At the heart of the Netter Center’s activities are the 160 Academically Based Community Service (ABCS) courses through which Penn students earn academic credit while engaging in field-based research, teaching, and community problem-solving. More than 60 ABCS courses are offered throughout the curriculum each year. Approximately half are created thanks to inspiration from students who recognize problems and want to find solutions.
The Center serves local communities while generating knowledge of global significance, creating understanding of common issues and offering innovative solutions. The work done by the Netter Center also benefits Penn—enlivening our curriculum and creating forums for practical, innovative learning.
Students will examine the connection between anthropology and policy, theory and practice research and application. They will study these connections by reading about historical and current projects. As an ABCS course, students will also volunteer in a volunteer organization of their choice in the Philadelphia area, conduct anthropological research on the organization, and suggest ways that the anthropological approach might support the efforts of the organization.
Students from Penn and from Sayre High School work together to develop hands-on educational activities that teach neuroscience concepts to local third- and fourth-graders.
Penn students study and map the risk of lead exposure in a local neighborhood and work with students in West Philadelphia schools to design and disseminate materials explaining the dangers of lead.
Penn students explore the politics that shape food production, marketing, and consumption, as well as the impact of the food industry’s advertising on diet. They research and address problems in several arenas, including campus cafeterias and West Philadelphia schools.

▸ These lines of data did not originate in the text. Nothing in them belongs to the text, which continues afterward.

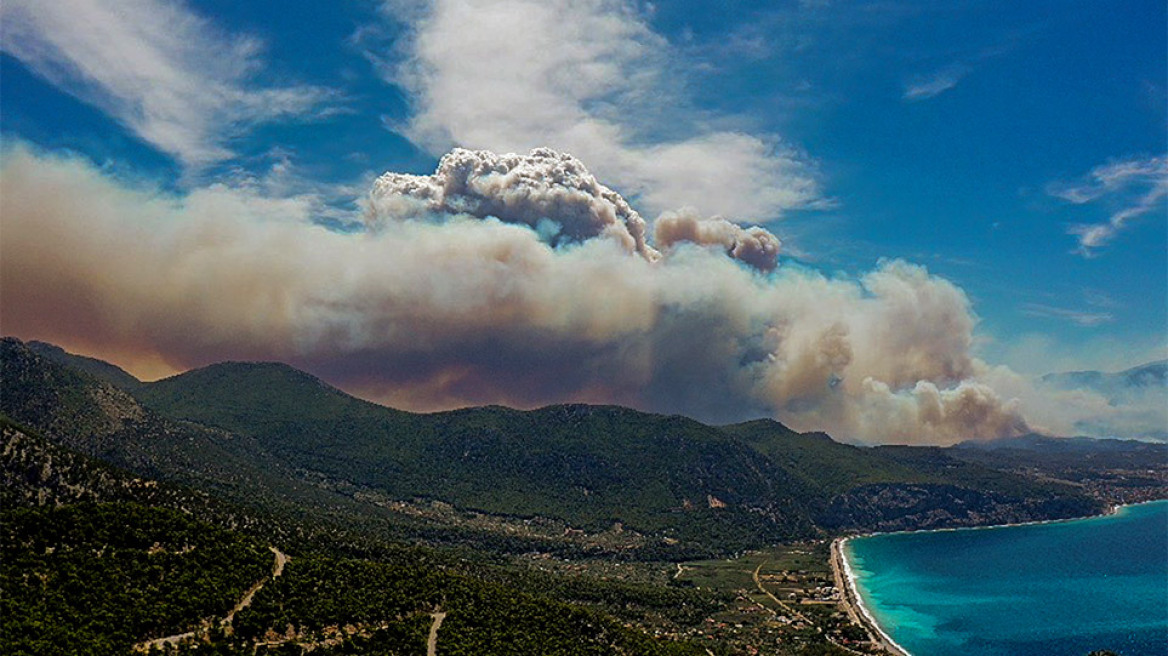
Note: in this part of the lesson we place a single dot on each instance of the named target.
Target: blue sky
(1016, 149)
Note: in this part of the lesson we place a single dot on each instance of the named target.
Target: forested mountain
(133, 510)
(678, 481)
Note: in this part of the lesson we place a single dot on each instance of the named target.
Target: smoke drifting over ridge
(439, 305)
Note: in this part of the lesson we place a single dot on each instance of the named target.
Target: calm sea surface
(1044, 590)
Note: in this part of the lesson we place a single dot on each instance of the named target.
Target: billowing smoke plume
(753, 245)
(547, 190)
(429, 312)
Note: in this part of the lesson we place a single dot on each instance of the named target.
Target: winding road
(432, 642)
(226, 622)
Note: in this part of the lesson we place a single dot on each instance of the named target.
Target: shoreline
(855, 606)
(1113, 509)
(859, 612)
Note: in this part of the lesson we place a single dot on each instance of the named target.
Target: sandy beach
(845, 581)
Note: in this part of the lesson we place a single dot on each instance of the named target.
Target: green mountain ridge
(669, 477)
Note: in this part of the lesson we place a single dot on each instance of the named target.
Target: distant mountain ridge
(671, 479)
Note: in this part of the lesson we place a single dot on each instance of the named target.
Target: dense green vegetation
(391, 516)
(679, 489)
(96, 579)
(319, 593)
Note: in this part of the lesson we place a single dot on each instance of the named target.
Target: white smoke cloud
(547, 190)
(753, 245)
(589, 77)
(431, 314)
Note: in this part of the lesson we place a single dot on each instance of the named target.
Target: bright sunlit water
(1043, 590)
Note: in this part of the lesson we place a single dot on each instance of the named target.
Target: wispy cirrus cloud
(1078, 316)
(171, 76)
(1134, 187)
(934, 84)
(590, 77)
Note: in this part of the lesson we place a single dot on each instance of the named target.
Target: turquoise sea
(1040, 590)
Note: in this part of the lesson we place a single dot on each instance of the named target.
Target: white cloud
(1135, 186)
(936, 84)
(589, 77)
(167, 74)
(1082, 318)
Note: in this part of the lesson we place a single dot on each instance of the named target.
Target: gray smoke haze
(431, 312)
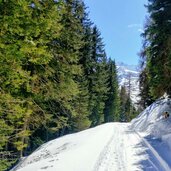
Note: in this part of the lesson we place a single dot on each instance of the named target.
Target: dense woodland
(55, 77)
(155, 77)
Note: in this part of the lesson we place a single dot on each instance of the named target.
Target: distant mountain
(126, 74)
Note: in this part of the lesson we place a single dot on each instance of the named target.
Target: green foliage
(112, 104)
(157, 48)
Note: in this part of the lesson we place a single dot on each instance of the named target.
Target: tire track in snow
(111, 156)
(160, 160)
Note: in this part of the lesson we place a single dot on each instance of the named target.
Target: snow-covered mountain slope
(152, 122)
(155, 130)
(142, 145)
(126, 74)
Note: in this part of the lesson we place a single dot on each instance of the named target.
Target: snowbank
(76, 152)
(152, 122)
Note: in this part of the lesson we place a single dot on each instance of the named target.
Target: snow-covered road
(126, 151)
(109, 147)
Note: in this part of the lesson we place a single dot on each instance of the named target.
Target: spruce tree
(111, 111)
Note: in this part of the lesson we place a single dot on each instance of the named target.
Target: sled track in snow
(160, 160)
(102, 155)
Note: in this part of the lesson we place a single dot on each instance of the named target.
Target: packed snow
(143, 144)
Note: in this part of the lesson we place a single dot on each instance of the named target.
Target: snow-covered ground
(143, 144)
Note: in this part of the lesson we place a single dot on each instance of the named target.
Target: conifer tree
(157, 47)
(111, 111)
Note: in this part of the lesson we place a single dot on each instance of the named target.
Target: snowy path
(109, 147)
(126, 151)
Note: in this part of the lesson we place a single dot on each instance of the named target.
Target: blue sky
(120, 23)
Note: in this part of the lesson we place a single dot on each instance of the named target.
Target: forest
(55, 76)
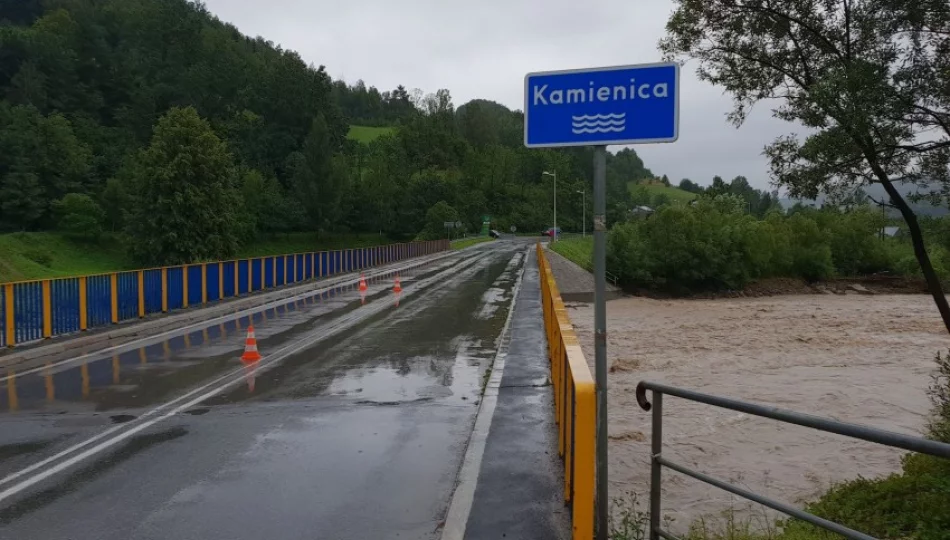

Music in Urban Spaces explores the ways in which individuals use music in their everyday lives and how music is used to construct larger social and economic networks that we call culture. Students will read musicologists, cultural theorists, urban geographers, urban educators and sociologists who work to define urban space, arts education and the role of music and sound in urban environments. Penn Students will also work with a group of students in the music programs at West Philadelphia High School and Henry C. Lea Elementary to begin to formulate our theories of the musical micro-cultures of West Philadelphia and education’s role in shaping socio-economic realities.